Oven Baked 3-Ingredient Beef Stuffed Olives
Servings: 8
Ingredients
1 jar large pitted green olives, about 30 to 36 olives, drained
1/2 pound ground beef
1 cup grated parmesan cheese
Directions
1. Preheat the oven to 400°F and line a baking sheet or small baking dish with parchment paper for easy cleanup.
2. Press a small amount of ground beef into each olive, filling the hollow center and slightly mounding the beef at the opening if needed.
3. Roll each stuffed olive in the grated parmesan cheese so the outside is well coated, then place them on the prepared baking sheet.
4. Bake for 18 to 22 minutes, until the beef is cooked through and the parmesan is golden brown around the edges.
5. Let the olives cool for a few minutes before serving warm.
Variations & Tips
Use extra-large olives: Bigger olives are much easier to stuff and give you the best balance of briny olive, beef, and cheesy crust in each bite. If your olives are smaller, just use less beef so they do not split too much during baking.
Season the beef if you like: Even though this is a true 3-ingredient recipe, you can mix a pinch of black pepper, garlic powder, or Italian seasoning into the beef if you want a little more flavor. I usually keep them simple when I am making them for a party because the olive and parmesan already bring plenty of salty punch.
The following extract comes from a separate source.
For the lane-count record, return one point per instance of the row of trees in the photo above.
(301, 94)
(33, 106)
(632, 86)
Make-ahead tip: You can stuff and coat the olives a few hours ahead, then refrigerate them on the baking sheet until you are ready to bake. This is especially helpful when you are juggling other dishes before guests arrive.
Watch the salt: Since both olives and parmesan are naturally salty, there is usually no need to add salt to the beef. Taste one after baking before deciding if you want any extra seasoning for the next batch.
Serve warm for the best texture: These are at their best when the parmesan coating is still crisp and the beef is hot. If they sit out for a while, a quick few minutes back in the oven will freshen them up nicely.